Maybe that’s because all I’ve had to eat today is a smoked mozzarella sandwich—with roasted peppers and sun-dried tomatoes, which are sort of vegetables, I guess—and a grande café mocha.

Then again, maybe it’s because I’ve made her feel so much better, and I don’t even know how. Or, actually, because I do know how. I just can’t believe it. Does she honestly think I’m going to launch my own private investigation into Lindsay’s death? If so, she’s been inhaling way too much nail-gel dust.

I mean, what am I supposed to do, go around looking for a guy with a cleaver and a girl’s body in a fresh grave in his backyard? Yeah, right. And get my head chopped off, too. The whole thing is ridiculous. Detective Canavan isn’t stupid. He’ll find the killer soon enough. How can anyone hide a headless corpse? It’s going to have to turn up sometime.
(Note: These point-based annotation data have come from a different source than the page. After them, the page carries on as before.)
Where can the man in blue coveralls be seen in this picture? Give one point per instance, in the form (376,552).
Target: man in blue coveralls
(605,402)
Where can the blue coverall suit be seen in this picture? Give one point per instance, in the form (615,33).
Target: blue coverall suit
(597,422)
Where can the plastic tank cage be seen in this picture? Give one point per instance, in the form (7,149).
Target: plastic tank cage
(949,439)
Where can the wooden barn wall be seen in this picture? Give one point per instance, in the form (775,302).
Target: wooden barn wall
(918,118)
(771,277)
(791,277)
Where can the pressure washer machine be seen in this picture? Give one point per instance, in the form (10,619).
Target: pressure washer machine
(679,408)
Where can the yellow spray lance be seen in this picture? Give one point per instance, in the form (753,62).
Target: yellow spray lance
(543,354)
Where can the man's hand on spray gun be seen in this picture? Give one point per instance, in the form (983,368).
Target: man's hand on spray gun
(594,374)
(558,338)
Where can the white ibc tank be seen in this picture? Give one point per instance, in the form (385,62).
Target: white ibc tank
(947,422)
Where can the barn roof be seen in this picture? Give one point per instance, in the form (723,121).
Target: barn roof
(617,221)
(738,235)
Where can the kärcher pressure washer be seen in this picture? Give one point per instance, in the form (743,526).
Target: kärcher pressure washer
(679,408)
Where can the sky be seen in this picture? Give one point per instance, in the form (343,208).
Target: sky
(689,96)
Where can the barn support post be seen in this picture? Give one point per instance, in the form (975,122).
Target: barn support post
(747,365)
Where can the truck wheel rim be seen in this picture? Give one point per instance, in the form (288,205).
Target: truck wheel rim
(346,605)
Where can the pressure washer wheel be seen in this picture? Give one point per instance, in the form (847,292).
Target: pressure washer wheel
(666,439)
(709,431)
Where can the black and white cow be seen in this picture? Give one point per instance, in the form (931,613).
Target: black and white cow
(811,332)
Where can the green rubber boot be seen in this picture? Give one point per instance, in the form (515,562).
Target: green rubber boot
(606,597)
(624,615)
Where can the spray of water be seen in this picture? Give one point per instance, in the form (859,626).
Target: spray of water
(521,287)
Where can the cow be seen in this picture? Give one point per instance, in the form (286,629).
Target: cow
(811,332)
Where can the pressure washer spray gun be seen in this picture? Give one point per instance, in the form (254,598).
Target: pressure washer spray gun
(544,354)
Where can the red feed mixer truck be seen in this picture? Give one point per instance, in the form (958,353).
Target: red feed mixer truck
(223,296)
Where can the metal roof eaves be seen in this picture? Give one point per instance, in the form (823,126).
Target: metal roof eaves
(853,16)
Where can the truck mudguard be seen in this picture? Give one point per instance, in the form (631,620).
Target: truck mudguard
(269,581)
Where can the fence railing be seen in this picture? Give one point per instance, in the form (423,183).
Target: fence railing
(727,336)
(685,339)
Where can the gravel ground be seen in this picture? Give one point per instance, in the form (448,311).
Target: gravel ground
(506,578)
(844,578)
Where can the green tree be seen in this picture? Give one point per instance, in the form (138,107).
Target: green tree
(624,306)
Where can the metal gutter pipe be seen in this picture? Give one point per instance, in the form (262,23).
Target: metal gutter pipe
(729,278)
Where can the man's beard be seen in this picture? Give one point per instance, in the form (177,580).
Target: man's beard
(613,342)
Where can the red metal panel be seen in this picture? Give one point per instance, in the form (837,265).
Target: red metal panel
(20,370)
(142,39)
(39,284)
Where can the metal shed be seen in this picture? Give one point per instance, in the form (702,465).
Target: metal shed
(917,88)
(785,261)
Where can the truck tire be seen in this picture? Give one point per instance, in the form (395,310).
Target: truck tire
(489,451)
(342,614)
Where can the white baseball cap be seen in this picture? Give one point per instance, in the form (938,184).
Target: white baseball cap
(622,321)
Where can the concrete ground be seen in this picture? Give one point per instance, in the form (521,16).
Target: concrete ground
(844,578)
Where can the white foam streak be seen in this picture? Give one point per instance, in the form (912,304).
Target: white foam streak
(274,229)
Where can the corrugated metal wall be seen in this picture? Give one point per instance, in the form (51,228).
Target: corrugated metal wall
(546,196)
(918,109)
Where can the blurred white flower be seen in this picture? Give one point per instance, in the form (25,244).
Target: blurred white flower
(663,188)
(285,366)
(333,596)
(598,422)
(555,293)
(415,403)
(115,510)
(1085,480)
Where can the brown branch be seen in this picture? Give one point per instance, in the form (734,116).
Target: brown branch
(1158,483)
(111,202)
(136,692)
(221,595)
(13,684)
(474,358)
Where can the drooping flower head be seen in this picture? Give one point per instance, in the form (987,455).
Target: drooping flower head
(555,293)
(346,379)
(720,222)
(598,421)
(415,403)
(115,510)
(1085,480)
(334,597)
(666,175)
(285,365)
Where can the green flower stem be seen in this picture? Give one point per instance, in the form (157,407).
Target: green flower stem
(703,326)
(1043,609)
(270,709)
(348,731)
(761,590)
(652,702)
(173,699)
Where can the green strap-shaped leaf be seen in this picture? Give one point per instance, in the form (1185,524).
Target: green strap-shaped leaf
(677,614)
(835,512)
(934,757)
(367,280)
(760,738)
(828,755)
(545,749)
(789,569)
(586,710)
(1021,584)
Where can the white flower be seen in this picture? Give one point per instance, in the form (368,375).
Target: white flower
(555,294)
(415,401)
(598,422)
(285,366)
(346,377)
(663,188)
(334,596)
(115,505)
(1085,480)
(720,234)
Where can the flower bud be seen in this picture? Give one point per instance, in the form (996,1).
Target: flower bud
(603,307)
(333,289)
And when it does, I just hope I’m somewhere far, far away.

6

You think you and me are like glue

You’re stuck on me, I’m stuck on you

Only you don’t know me, not one bit

If you think that I’m that whipped.

“Whipped”

Written by Heather Wells

It still isn’t snowing by the time I leave work, but it is pitch-black outside, even though it’s just a little past five o’clock. The news crews are still parked along Washington Square Park, across the street from Fischer Hall—in fact, there are more of them than ever, including vans from all the major networks, and even CNN… just as President Allington had predicted.

The presence of the news vans isn’t doing much to deter the drug trafficking in the park, though. In fact, I run into Reggie as I turn the corner to Cooper’s brownstone. Although at first he hisses, “Sens, sens,” to me, when he recognizes me, his expression turns grave.

“Heather,” he says. “I am very sorry to hear about the tragedy in your building.”

“Thank you, Reggie.” I blink at him. In the pink glow from the street lamp, he looks surprisingly harmless, though I’ve heard from Cooper that Reggie carries in an ankle holster a.22 that he has, upon occasion, been called upon to use. “Um… you wouldn’t happen to have heard anything about why the girl was killed? Or by whom? Would you?”

Reggie’s grin is broad. “Heather,” he says, sounding delighted, “are you asking me what the word on the street is?”

“Um,” I say. Because put that way, it sounds so terrifically dorky. “Yeah. I guess I am.”

“I haven’t heard anything about it,” Reggie says, and I can tell by the way his smile has faded—but, more to the point, the way he maintains steady eye contact with me—that he’s telling the truth. “But if I do, you will be the first to hear about it.”

“Thanks, Reggie,” I say, and start back down the street… only to pause when I hear Reggie call my name.

“I hope you are not thinking about getting involved in whatever this young lady was messing with, Heather,” he says to me. He’s not smiling at all now. “Because you can bet she was messing with something… and that is what got her killed. I would not like to see that happen to a nice lady like yourself.”